It IS serious:
From: https://www.krackattacks.com/#faqWe discovered serious weaknesses in WPA2, a protocol that secures all modern protected Wi-Fi networks. An attacker within range of a victim can exploit these weaknesses using key reinstallation attacks (KRACKs). Concretely, attackers can use this novel attack technique to read information that was previously assumed to be safely encrypted. This can be abused to steal sensitive information such as credit card numbers, passwords, chat messages, emails, photos, and so on. The attack works against all modern protected Wi-Fi networks. ...As a proof-of-concept we executed a key reinstallation attack against an Android smartphone. In this demonstration, the attacker is able to decrypt all data that the victim transmits. For an attacker this is easy to accomplish, because our key reinstallation attack is exceptionally devastating against Linux and Android 6.0 or higher.

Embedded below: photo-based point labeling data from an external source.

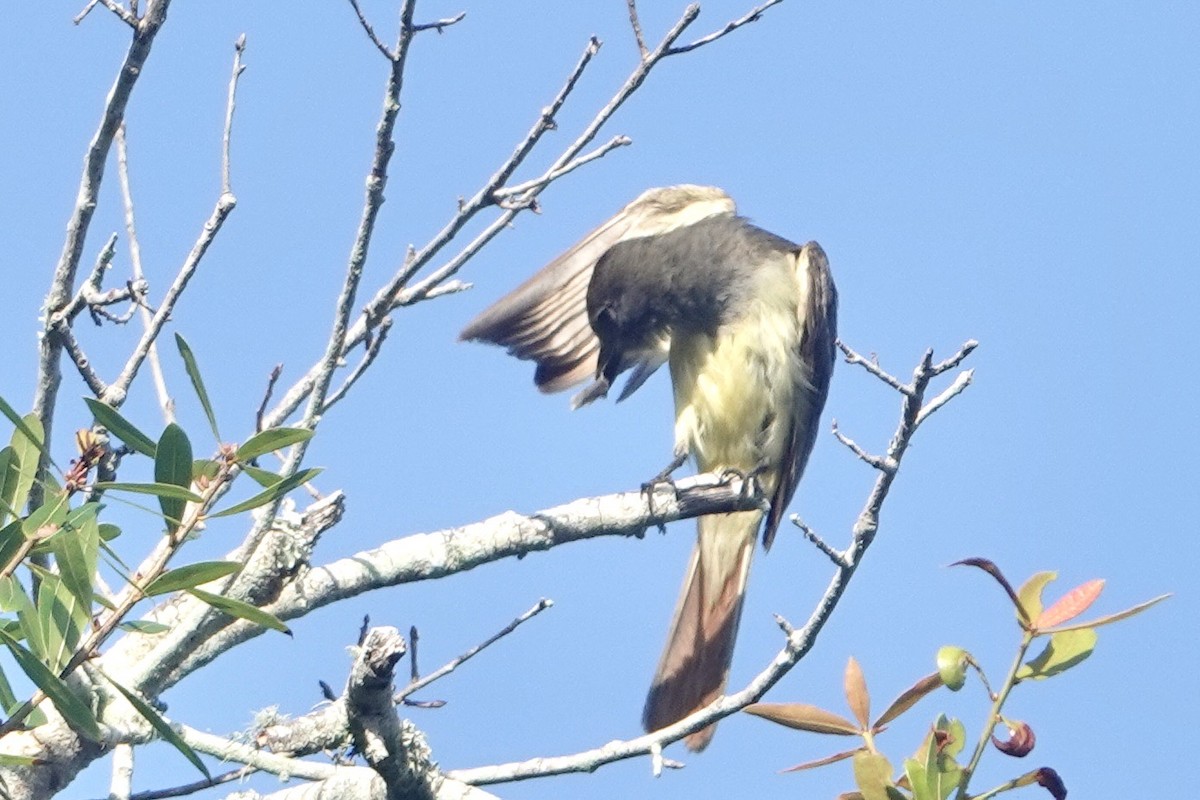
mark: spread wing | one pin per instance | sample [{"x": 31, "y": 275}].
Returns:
[
  {"x": 545, "y": 319},
  {"x": 817, "y": 352}
]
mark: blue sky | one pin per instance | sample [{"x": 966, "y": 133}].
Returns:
[{"x": 1023, "y": 173}]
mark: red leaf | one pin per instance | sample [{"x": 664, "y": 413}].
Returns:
[{"x": 1069, "y": 606}]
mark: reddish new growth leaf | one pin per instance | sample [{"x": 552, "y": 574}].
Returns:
[
  {"x": 856, "y": 693},
  {"x": 994, "y": 571},
  {"x": 1049, "y": 780},
  {"x": 1069, "y": 606},
  {"x": 1020, "y": 740}
]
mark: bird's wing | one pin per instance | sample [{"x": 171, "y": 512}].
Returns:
[
  {"x": 545, "y": 319},
  {"x": 817, "y": 350}
]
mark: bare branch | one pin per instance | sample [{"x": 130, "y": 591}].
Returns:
[
  {"x": 799, "y": 641},
  {"x": 873, "y": 366},
  {"x": 373, "y": 346},
  {"x": 879, "y": 463},
  {"x": 231, "y": 104},
  {"x": 834, "y": 554},
  {"x": 751, "y": 16},
  {"x": 49, "y": 376},
  {"x": 221, "y": 211},
  {"x": 126, "y": 17},
  {"x": 418, "y": 684},
  {"x": 441, "y": 24},
  {"x": 370, "y": 31},
  {"x": 637, "y": 28},
  {"x": 271, "y": 379},
  {"x": 123, "y": 170}
]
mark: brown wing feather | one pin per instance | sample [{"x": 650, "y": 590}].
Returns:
[
  {"x": 817, "y": 352},
  {"x": 545, "y": 319}
]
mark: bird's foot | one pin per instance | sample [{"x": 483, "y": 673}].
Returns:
[{"x": 664, "y": 477}]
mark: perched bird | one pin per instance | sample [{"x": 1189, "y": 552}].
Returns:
[{"x": 747, "y": 322}]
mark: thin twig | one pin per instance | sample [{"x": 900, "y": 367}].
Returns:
[
  {"x": 877, "y": 462},
  {"x": 637, "y": 28},
  {"x": 372, "y": 352},
  {"x": 157, "y": 378},
  {"x": 239, "y": 47},
  {"x": 450, "y": 666},
  {"x": 127, "y": 17},
  {"x": 271, "y": 379},
  {"x": 751, "y": 16},
  {"x": 375, "y": 40},
  {"x": 873, "y": 367},
  {"x": 799, "y": 641},
  {"x": 834, "y": 554},
  {"x": 441, "y": 24},
  {"x": 79, "y": 359},
  {"x": 196, "y": 786},
  {"x": 221, "y": 211}
]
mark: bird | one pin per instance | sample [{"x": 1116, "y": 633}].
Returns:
[{"x": 747, "y": 323}]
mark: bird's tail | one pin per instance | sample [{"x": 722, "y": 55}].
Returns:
[{"x": 695, "y": 663}]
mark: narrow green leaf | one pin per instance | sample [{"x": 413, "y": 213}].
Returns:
[
  {"x": 1062, "y": 651},
  {"x": 7, "y": 483},
  {"x": 70, "y": 705},
  {"x": 1030, "y": 595},
  {"x": 120, "y": 427},
  {"x": 1110, "y": 618},
  {"x": 18, "y": 761},
  {"x": 144, "y": 626},
  {"x": 150, "y": 715},
  {"x": 173, "y": 464},
  {"x": 271, "y": 439},
  {"x": 25, "y": 452},
  {"x": 187, "y": 577},
  {"x": 63, "y": 619},
  {"x": 76, "y": 551},
  {"x": 159, "y": 489},
  {"x": 34, "y": 433},
  {"x": 241, "y": 609},
  {"x": 270, "y": 493},
  {"x": 11, "y": 540},
  {"x": 193, "y": 372}
]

Wifi simply is not safe for most mobile devices, even if you don't use your phone/tablet for financial transactions. as HoTiCE points out in his excellent post above.. I still use it but I have no trace on my devices of any of the financial institutions I deal with. I have a Windows laptop for banking when I travel (Windows has some kind of fix to prevent KRACK attack) and only use it in a pinch when on friends' networks, not public networks.